?? No need to scale out a DB if it can run on one large instance?

?? No need to scale out a DB if it can run on one large instance?

Whenever sharding over SQL databases or distributed SQL databases is brought up, some DBAs argue that horizontal scaling is unnecessary because you can run a single, large database on a single, powerful machine to handle massive workloads.

For instance, on AWS, you can provision an Amazon Aurora instance db.x2g.16xlarge with 64 vCPU, 1024 GB RAM, and 128 TB storage. You can run your massive workload on it, but that doesn't mean you necessarily want to.

Large instances can be quite expensive, and it's not always necessary to provision one upfront just in case of a peak in workload. This can happen due to business activity or a runaway query. Additionally, running such an instance all year round can be costly if your activity only peaks on a monthly or seasonal basis.

In the past, we used to do this on-premises, resulting in expensive bills for software licenses that covered a large number of mostly idle CPU resources. Oracle made a lot of revenue from idle processors because customers had to pre-provision for the highest peak of activity, plus a margin of error due to the fact that capacity planning is not an exact science.

Today, we require resource sharing, virtualization, network storage, and private or public cloud with elasticity to reduce the cost, especially when moving to the cloud.

Scaling is necessary, but do you think it's possible to scale up without scaling out? Of course, you could do it if you paused your application, but nobody wants to pause the database, especially when there's a peak in usage. For example, even with Amazon Aurora, Aurora Serverless may pause connections to migrate to another virtual machine when scaling up, and Aurora Limitless may pause write operations when re-sharding.

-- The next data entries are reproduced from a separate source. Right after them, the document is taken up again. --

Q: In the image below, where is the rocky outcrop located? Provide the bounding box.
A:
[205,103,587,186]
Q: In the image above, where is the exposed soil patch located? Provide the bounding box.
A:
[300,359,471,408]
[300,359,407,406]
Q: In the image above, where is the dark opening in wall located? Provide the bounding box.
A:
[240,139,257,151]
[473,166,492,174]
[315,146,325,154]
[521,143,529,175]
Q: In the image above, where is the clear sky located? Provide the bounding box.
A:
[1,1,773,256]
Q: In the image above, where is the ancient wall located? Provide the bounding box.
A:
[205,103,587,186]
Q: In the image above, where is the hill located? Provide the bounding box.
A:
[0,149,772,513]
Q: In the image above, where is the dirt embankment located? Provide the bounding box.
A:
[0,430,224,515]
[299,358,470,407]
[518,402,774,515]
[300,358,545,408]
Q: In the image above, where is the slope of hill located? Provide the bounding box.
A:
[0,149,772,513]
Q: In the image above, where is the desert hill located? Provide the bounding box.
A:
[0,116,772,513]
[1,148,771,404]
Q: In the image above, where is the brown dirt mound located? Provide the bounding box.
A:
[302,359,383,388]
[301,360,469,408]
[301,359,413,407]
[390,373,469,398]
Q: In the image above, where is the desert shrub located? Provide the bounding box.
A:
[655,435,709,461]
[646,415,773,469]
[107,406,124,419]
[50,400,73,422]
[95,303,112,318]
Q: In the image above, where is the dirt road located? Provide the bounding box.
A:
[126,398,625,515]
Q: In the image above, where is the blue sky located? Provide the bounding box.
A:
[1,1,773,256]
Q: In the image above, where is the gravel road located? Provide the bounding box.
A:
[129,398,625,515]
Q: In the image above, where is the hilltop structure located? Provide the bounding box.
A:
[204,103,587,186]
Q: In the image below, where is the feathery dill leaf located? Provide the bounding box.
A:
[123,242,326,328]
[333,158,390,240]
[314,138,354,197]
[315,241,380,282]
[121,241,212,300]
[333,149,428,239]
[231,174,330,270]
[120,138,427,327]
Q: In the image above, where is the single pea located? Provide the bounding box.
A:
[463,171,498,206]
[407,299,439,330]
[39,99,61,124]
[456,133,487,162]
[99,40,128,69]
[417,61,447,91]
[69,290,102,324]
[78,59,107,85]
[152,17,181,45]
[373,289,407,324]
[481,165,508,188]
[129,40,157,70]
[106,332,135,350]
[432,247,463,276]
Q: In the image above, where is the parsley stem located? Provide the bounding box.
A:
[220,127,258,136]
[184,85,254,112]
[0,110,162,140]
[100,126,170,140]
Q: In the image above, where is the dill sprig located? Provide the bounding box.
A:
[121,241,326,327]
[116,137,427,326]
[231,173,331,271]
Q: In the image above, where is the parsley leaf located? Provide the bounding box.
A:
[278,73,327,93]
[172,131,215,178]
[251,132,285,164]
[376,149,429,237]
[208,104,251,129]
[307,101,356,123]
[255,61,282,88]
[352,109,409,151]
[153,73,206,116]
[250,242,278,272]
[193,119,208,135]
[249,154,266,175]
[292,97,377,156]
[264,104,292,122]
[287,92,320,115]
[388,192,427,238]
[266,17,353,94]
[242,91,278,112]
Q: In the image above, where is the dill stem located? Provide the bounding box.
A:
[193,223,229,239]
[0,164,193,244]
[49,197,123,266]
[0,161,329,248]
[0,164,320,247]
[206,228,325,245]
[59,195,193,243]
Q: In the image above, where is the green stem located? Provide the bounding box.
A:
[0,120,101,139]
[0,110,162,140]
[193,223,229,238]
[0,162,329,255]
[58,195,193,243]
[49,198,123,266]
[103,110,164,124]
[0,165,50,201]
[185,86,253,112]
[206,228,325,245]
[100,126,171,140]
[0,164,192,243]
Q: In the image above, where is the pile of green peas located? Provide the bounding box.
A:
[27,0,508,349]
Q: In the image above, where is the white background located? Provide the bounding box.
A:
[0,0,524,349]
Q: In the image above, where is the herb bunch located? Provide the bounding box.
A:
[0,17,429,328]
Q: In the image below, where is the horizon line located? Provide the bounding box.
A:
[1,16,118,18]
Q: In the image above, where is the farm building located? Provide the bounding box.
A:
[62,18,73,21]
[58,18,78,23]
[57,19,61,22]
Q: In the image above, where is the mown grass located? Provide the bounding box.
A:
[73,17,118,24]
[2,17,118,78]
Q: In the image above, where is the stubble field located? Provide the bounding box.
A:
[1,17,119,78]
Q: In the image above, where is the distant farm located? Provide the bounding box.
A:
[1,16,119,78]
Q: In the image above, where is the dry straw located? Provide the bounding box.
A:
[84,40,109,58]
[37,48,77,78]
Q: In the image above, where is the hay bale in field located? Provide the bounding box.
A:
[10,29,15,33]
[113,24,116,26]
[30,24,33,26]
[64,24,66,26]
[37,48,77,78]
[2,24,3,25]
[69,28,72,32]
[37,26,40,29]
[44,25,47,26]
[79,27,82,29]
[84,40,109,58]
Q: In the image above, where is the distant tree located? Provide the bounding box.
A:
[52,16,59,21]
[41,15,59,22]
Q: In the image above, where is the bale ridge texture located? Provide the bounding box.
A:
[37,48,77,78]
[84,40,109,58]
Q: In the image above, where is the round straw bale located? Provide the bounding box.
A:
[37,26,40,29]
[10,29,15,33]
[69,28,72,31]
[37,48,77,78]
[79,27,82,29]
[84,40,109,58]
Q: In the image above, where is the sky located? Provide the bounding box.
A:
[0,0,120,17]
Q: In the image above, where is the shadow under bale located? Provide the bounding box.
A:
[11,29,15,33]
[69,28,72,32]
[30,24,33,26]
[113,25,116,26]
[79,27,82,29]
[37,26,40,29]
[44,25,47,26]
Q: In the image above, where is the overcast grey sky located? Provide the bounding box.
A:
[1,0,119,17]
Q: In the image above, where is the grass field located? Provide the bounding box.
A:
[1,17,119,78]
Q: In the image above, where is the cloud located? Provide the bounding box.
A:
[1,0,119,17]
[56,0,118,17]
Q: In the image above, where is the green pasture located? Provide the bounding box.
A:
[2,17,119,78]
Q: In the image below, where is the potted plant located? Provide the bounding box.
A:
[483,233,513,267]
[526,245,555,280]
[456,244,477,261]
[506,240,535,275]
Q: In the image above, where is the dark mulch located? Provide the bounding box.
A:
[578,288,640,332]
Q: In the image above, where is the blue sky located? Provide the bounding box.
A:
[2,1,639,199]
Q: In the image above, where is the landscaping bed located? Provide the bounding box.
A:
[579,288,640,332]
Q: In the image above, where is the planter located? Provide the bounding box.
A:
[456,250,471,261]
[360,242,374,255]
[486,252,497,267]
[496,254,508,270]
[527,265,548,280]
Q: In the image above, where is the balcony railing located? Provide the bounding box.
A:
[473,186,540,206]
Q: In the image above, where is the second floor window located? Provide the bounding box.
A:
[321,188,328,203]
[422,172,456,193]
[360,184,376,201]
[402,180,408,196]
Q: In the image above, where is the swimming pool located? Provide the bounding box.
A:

You not only need elasticity, but you also require High Availability. When working with a monolithic database, the only option is to provision a new standby or read replica on a larger instance and perform a switchover. However, even a brief switchover results in downtime for the application. If system downtime occurs frequently for cost reduction purposes, it can impact the SLA guarantee by adding to the unavoidable downtimes for system patching or upgrades.

It's crucial to scale your application without any downtime, particularly when the reason for scaling is an increase in high application usage. Having to stop all activity for a minute and switch over to a replica with a cold cache is not the ideal solution at this point.

To summarize, even if scaling vertically seems sufficient, you need horizontal scaling to do it. If your database cannot scale out, your only solutions are permanently provisioning a large instance, which impacts costs, or having frequent downtime to change the instance size, which impacts availability.

Distributed SQL databases are crucial for managing large databases with high throughput that must run on more than one machine. However, even for smaller databases and use cases with seasonal peaks, horizontal scalability is necessary to ensure elasticity and resilience. The idea that "you can run a lot on a single instance" is true, but ignores the cost and availability requirements.


Sikkandar Badusha

Principal Engineer - Database, Hybrid and Multi-cloud Database Strategy Specialist

1 年

Very true, JFYI we scale up (vertical - online) and scale out (requires downtime) the monolithic database using VMware. Usually we run Standby with a lesser number of cores and switchover takes around 2 minutes. This is where applications are required to be paused, but I agree it compromises high availability.